RFE/RL: It has been 10 years since the Communists were driven from power by the 2009 so-called Twitter Revolution. Yet, since then, Moldova has had, at best, divided and ineffective government virtually the entire time. The country seems as hopelessly divided over its vision of itself as it ever has been. Has it been essentially a lost decade for Moldova?
Kulminski: No, it hasn't been a lost decade. First of all, there has been unprecedented support and goodwill from the European Union and international partners. We signed an Association Agreement with the European Union. We now have a visa-free regime with the EU.
It has been a lost decade from the point of view of Moldova's democratic institutions. They have regressed rather than progressed.

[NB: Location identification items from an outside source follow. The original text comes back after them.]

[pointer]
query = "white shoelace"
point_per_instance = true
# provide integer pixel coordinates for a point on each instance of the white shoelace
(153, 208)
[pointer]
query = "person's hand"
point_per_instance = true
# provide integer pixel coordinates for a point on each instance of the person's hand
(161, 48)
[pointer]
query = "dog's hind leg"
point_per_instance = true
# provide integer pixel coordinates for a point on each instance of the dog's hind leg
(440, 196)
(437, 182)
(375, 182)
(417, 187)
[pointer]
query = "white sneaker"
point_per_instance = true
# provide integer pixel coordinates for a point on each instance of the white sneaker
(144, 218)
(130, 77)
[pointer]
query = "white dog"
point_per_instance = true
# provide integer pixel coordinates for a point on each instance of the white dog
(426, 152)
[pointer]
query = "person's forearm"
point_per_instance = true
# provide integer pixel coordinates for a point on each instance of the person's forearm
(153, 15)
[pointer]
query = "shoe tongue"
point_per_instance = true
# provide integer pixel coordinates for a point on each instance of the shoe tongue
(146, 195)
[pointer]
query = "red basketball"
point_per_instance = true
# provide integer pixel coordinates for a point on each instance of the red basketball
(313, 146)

But, on the other hand, this destruction of democratic institutions has been so obvious and so total that you now have ground zero in Moldova on which you can build. And the new government which is coming into office is a government run by Maia Sandu, a pro-Western politician, Harvard-educated, who is really determined to put Moldova back on track and to give Moldova the institutions that it needs to develop economically, socially, and politically.

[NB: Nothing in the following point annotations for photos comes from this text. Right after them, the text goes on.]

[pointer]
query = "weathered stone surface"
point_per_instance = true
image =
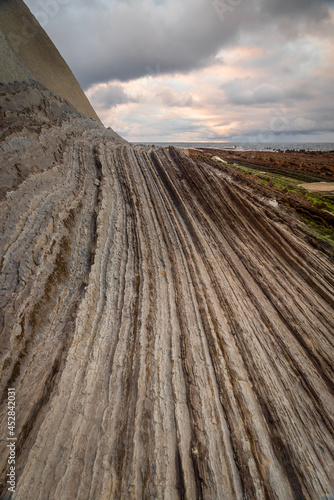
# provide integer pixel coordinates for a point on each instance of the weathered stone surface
(27, 43)
(167, 334)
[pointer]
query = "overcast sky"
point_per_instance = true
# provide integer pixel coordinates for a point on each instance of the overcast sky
(201, 70)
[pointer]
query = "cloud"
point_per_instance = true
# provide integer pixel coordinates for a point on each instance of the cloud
(249, 93)
(201, 69)
(123, 40)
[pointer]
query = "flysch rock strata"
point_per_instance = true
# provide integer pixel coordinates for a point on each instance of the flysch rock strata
(168, 332)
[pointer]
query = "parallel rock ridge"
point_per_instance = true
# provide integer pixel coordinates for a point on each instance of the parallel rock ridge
(168, 333)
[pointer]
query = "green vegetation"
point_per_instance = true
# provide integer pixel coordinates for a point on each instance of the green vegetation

And it seems like a fairly professional government can do this job quite rapidly, considering that Moldova is small and that reforms take less time and won't cause as much pain as they would have normally, because today nothing functions. Moldova, as a state, is quite simply dying; there is no further space for it to fall.
So there is a lot of room for optimism. There is a lot of hope here for a new beginning, and it is the first time in Moldova's history that parties which advocate closer relations with Russia and parties that advocate Moldova joining the European Union said, "Hey, let us just set aside these useless geopolitical debates, because we have been debating this for the last 30 years while the country's democratic institutions were being destroyed, while smuggling was rife, while people were extracting revenue from state-owned enterprises and were using Moldova as a gray zone to illegally enrich themselves. So let's lay aside old difficulties and let's talk about Moldova's transformation into a functioning state, and then we can get back into a discussion of whether it is Russia or the European Union that Moldova should be looking at."
This government has firmly confirmed that it is going to continue its course toward the EU and it is going to reform Moldova's institutions in line with EU requirements and in line with Moldova's Association Agreement. So, again, there is a lot of hope in Moldova today, and I think that the previous government, the Democratic Party government, which everybody in Moldova despises, is not going to be able to block the people's universal desire for change and a new beginning.
RFE/RL: Lastly, I know it is impossible to predict where things will go from here. But perhaps I could ask you to lay out two or three possible scenarios, maybe best-case and worst-case scenarios.
Kulminski: I think that the transfer of power is going to happen peacefully, but one of the key problems is that Plahotniuc does not have an exit strategy. Hopefully, behind the scenes, there will be opportunities to negotiate an exit strategy for him. Because it is really about the ambitions of one single person, and our country can't be held hostage to those ambitions. And we can't accept any kind of bloodshed or civil unrest for the sake of just one person. It is much easier and safer for the country to give that person a safe exit and have him live somewhere outside of the country. Hopefully that is going to be the scenario.
If he is not given a safe exit, he can go all the way, including civil unrest, a civil standoff, and bloodshed. Hopefully, that scenario will be avoided. We'll find out in the coming weeks.